HttpClient and non-ASCII URL characters (á,é,í,ó,ú)
Solution 1
Looking at the documentation of HttpMethodBase, it appears that all String
parameters have to be pre-encoded. The simplest solution is to constructor your URL in stages, with setPath()
and the variant of setQueryString()
that takes an array of name-value parameters.
Solution 2
I would recommend using UrlEncoder
to encode your queryString values (not the whole queryString).
UrlEncoder.encode("Categoría:Mejoras de las Botas", "UTF-8");
Comments
-
ianmartorell almost 2 years
'Long time reader, first time poster' here.
I'm in the process of making a bot for a spanish Wiki I administer. I wanted to make it from scratch, since one of the purposes of me making it is to practice Java. However, I ran into some trouble when trying to make GET requests with HttpClient to URIs that contain non-ASCII characters such as á,é,í,ó or ú.
String url = "http://es.metroid.wikia.com/api.php?action=query&list=categorymembers&cmtitle=Categoría:Mejoras de las Botas" method = new GetMethod(url); client.executeMethod(method);
When I do the above, GetMethod complains about the URI:
Exception in thread "main" java.lang.IllegalArgumentException: Invalid uri 'http://es.pruebaloca.wikia.com/api.php?action=query&list=categorymembers&cmtitle=Categoría:Mejoras%20de%20las%20Botas&cmlimit=500&format=xml': Invalid query at org.apache.commons.httpclient.HttpMethodBase.<init>(HttpMethodBase.java:222) at org.apache.commons.httpclient.methods.GetMethod.<init>(GetMethod.java:89) at net.metroidover.categorybot.http.HttpRequest.request(HttpRequest.java:69) at net.metroidover.categorybot.http.HttpRequest.request(HttpRequest.java:120) at net.metroidover.categorybot.http.Action.getCategoryMembers(Action.java:38) at net.metroidover.categorybot.bot.BotComponent.<init>(BotComponent.java:58) at net.metroidover.categorybot.bot.BotComponent.main(BotComponent.java:80)
Note that in the URI shown in the stack trace, spaces are encoded into
%20
and theí
s are left as is.
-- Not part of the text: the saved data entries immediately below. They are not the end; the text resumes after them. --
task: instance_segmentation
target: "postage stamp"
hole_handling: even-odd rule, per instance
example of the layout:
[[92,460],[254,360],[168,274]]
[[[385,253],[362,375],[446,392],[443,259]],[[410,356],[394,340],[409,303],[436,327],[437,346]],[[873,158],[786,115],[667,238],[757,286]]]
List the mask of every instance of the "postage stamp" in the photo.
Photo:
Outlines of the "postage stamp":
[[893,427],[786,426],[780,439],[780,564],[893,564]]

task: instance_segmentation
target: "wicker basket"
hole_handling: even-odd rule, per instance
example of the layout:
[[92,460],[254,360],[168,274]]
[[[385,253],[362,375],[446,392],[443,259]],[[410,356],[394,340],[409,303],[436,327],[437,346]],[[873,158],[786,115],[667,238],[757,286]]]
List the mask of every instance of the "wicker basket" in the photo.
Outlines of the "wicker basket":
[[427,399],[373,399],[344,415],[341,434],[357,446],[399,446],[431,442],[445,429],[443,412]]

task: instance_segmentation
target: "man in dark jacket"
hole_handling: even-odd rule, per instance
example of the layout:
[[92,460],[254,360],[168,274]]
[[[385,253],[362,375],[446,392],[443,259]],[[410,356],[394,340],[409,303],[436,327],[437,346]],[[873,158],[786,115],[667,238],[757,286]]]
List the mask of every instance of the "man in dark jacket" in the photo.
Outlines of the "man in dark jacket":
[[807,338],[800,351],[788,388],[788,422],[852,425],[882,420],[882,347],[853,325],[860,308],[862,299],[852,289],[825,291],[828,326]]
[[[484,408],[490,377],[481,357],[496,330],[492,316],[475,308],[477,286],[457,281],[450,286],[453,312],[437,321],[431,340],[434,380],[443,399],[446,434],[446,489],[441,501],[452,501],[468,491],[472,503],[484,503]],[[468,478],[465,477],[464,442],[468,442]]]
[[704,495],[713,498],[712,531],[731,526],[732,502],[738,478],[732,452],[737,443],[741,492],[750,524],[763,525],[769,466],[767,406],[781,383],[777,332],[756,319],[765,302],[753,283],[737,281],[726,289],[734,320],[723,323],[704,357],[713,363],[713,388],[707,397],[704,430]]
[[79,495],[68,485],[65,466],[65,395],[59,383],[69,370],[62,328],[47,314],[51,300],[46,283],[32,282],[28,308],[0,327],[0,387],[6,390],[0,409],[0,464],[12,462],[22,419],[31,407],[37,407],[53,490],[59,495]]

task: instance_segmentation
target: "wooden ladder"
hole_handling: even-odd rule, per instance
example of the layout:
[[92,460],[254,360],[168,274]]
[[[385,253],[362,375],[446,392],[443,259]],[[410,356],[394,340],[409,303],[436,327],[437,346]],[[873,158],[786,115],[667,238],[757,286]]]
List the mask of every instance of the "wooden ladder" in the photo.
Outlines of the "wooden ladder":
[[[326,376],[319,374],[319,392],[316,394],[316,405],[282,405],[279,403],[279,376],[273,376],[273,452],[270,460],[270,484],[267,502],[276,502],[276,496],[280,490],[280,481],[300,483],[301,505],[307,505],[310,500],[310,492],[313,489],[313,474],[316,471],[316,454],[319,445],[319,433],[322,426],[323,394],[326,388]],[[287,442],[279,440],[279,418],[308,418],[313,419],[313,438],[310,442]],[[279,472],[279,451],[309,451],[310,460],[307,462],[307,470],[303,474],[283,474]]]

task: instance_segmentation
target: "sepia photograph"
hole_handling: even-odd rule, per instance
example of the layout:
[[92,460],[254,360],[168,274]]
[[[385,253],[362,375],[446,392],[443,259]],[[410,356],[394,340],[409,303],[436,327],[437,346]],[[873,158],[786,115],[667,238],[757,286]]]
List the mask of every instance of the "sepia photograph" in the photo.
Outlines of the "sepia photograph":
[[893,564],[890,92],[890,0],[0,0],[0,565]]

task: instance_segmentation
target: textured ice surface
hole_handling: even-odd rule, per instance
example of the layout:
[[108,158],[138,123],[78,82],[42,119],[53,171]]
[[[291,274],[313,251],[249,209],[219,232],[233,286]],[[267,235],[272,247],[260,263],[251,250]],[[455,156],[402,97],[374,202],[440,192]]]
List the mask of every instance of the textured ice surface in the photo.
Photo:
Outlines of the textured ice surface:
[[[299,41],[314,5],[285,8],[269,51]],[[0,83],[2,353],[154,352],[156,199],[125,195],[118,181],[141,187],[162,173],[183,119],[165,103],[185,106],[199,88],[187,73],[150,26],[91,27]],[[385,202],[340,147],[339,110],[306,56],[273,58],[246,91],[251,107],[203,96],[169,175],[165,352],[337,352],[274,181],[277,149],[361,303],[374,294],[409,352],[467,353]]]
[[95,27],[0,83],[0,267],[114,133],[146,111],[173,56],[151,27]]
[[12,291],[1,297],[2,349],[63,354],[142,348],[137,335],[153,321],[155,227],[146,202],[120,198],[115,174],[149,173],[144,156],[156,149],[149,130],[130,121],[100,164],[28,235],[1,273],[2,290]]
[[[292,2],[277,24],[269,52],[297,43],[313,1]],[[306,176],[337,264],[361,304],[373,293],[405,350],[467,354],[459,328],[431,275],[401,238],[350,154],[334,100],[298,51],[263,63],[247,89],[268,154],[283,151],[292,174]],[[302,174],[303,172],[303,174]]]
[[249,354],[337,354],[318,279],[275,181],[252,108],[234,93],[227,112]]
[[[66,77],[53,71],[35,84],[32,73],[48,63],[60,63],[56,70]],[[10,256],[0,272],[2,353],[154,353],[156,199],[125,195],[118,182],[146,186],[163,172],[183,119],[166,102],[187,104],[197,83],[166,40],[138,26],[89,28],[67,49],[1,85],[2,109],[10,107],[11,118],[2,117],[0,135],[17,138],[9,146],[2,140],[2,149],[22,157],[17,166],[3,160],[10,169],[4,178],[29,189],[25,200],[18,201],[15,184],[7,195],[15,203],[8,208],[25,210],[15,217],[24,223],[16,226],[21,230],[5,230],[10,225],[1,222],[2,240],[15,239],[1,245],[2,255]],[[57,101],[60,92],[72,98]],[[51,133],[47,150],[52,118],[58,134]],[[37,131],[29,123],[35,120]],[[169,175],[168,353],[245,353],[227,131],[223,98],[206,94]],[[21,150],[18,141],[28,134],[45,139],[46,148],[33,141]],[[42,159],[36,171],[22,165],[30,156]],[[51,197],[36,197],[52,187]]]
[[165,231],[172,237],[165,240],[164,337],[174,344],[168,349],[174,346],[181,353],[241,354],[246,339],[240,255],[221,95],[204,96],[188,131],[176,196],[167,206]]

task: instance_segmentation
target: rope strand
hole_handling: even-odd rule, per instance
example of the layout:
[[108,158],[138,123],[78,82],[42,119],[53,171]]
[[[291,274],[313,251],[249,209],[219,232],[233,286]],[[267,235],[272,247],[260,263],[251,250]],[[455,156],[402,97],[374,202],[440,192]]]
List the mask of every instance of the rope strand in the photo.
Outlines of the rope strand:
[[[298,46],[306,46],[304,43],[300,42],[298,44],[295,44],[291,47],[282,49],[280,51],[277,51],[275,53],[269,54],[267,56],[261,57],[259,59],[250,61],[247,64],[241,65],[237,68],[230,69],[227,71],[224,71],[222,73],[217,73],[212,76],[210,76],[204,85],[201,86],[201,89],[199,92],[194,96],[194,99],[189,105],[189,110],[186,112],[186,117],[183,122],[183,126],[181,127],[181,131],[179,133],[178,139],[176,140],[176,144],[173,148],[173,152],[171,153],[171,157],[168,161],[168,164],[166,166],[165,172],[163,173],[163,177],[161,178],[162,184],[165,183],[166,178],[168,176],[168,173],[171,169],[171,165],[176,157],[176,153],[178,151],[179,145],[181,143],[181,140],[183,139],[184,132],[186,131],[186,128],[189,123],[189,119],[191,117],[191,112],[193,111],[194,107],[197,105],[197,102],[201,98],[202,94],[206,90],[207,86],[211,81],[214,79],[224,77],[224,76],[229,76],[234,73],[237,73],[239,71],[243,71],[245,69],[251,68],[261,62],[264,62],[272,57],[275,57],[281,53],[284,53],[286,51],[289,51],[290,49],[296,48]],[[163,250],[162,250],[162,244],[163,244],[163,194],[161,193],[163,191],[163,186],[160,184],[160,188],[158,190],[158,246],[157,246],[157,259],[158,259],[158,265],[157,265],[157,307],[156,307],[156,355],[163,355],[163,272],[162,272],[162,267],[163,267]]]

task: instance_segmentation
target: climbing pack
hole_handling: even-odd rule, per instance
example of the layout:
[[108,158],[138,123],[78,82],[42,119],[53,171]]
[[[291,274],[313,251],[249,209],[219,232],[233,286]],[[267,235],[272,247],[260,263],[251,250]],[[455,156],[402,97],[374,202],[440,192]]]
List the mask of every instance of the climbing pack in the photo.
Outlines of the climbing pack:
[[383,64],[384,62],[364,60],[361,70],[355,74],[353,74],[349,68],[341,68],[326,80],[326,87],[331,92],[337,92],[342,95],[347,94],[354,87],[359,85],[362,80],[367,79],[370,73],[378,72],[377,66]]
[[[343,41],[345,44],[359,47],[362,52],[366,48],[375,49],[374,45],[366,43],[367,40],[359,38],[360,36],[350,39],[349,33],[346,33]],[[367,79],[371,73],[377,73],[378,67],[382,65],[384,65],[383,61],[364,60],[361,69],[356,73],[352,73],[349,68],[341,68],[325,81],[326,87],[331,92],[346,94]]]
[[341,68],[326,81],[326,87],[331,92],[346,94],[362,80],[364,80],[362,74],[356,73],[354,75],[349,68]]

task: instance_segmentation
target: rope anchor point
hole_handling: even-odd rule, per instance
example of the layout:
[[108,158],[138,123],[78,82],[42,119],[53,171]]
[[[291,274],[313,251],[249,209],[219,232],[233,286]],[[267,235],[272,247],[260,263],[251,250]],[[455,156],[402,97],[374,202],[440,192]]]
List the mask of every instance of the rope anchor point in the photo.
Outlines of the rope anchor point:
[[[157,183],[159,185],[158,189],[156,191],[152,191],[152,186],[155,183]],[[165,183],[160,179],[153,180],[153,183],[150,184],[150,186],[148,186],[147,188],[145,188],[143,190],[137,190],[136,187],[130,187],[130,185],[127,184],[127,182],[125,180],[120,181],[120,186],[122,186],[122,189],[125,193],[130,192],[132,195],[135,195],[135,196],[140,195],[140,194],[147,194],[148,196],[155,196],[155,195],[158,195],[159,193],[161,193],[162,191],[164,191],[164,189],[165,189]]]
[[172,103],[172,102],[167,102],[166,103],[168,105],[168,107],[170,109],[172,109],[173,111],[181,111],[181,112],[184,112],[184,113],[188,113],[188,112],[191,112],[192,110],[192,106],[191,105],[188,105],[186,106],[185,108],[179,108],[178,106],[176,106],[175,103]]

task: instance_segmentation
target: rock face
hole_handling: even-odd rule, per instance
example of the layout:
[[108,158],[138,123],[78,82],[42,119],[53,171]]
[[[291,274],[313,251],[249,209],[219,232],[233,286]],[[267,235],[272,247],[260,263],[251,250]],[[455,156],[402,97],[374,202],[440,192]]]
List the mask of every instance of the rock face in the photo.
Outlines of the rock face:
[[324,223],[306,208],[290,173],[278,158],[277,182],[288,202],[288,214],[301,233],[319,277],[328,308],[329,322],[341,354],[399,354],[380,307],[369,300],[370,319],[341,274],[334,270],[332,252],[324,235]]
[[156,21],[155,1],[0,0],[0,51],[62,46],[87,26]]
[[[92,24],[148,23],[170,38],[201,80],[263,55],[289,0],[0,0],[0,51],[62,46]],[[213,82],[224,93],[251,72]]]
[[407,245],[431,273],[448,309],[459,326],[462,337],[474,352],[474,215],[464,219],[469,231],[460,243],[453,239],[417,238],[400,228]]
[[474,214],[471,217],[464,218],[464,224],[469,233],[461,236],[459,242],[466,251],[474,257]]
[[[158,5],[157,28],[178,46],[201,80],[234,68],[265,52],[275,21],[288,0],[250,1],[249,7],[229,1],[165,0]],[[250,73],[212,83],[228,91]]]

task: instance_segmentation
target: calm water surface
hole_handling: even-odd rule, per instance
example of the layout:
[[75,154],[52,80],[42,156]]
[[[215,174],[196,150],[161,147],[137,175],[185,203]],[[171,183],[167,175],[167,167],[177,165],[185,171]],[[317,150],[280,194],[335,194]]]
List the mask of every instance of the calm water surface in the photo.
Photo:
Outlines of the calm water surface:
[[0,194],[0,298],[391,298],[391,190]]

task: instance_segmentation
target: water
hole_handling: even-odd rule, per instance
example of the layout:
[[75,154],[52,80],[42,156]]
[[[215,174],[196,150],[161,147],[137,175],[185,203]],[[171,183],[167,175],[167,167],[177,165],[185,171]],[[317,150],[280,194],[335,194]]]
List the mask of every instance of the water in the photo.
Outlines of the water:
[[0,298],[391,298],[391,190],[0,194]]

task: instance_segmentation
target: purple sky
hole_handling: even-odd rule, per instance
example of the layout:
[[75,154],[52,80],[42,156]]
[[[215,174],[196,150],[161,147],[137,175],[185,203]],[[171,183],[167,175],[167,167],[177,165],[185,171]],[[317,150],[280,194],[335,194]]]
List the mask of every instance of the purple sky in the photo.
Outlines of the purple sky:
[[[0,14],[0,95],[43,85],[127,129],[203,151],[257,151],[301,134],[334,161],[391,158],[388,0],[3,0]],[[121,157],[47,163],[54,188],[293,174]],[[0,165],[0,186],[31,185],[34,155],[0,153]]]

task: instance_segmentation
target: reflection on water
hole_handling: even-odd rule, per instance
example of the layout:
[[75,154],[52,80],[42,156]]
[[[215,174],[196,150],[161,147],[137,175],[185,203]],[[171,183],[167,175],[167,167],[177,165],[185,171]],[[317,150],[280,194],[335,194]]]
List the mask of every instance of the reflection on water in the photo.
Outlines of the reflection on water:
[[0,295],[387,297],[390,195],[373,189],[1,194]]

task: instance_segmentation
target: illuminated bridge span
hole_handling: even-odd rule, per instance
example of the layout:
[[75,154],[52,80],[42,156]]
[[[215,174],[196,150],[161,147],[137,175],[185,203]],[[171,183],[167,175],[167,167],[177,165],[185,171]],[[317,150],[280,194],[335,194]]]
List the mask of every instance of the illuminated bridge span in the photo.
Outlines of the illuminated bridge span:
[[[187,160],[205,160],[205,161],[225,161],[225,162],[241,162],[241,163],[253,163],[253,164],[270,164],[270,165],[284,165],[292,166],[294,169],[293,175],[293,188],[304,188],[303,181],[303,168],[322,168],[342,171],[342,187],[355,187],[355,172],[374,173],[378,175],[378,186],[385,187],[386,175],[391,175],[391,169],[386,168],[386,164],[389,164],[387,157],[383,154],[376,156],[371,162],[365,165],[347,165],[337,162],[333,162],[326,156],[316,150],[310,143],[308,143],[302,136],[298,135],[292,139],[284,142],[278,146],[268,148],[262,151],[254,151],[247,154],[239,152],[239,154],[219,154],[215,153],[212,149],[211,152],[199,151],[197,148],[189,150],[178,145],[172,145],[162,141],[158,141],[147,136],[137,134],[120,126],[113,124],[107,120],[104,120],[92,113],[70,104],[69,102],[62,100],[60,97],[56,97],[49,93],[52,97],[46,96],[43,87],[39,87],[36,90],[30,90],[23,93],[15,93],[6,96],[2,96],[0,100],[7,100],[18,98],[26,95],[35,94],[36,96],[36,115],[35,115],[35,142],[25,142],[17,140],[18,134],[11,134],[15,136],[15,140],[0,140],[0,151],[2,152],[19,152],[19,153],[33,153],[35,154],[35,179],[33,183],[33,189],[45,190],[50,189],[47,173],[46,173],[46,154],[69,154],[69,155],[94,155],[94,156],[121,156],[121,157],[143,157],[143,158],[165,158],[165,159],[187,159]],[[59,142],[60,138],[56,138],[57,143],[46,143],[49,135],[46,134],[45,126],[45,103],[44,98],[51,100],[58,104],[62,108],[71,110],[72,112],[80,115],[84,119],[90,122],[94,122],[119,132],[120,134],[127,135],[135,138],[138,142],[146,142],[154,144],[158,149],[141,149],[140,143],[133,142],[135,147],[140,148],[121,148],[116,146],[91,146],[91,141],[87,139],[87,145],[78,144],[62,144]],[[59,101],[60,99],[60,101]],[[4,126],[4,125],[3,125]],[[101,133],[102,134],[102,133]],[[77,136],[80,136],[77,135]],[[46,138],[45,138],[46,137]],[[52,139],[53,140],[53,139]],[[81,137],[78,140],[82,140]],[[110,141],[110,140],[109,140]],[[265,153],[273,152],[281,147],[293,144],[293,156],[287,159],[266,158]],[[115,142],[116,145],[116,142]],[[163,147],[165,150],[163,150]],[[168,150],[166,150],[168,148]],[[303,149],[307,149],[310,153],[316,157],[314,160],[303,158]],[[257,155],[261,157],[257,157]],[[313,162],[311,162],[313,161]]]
That exact same URI works perfectly on a browser, but I can't get around into GetMethod accepting it.I've also tried doing the following:
URI uri = new URI(url, false); method = new GetMethod(uri.getEscapedURI()); client.executeMethod(method);
This way,
URI
escaped thei
s, but double escaped the spaces (%2520
)...http://es.metroid.wikia.com/api.php?action=query&list=categorymembers&cmtitle=Categor%C3%ADa:Mejoras%2520de%2520las%2520Botas&cmlimit=500&format=xml
Now, if I don't use any spaces in the query, there's no double escaping and I get the desired output. So if there wasn't any possibility of non-ASCII characters, I wouldn't need to use the
URI
class and wouldn't get the double escaping. In an attempt to avoid the first escaping of the spaces, I tried this:URI uri = new URI(url, true); method = new GetMethod(uri.getEscapedURI()); client.executeMethod(method);
But the
URI
class didn't like it:org.apache.commons.httpclient.URIException: Invalid query at org.apache.commons.httpclient.URI.parseUriReference(URI.java:2049) at org.apache.commons.httpclient.URI.<init>(URI.java:167) at net.metroidover.categorybot.http.HttpRequest.request(HttpRequest.java:66) at net.metroidover.categorybot.http.HttpRequest.request(HttpRequest.java:121) at net.metroidover.categorybot.http.Action.getCategoryMembers(Action.java:38) at net.metroidover.categorybot.bot.BotComponent.<init>(BotComponent.java:58) at net.metroidover.categorybot.bot.BotComponent.main(BotComponent.java:80) Exception in thread "main" java.lang.IndexOutOfBoundsException: Index: 1, Size: 0 at java.util.ArrayList.RangeCheck(ArrayList.java:547) at java.util.ArrayList.get(ArrayList.java:322) at net.metroidover.categorybot.http.Action.getCategoryMembers(Action.java:39) at net.metroidover.categorybot.bot.BotComponent.<init>(BotComponent.java:58) at net.metroidover.categorybot.bot.BotComponent.main(BotComponent.java:80)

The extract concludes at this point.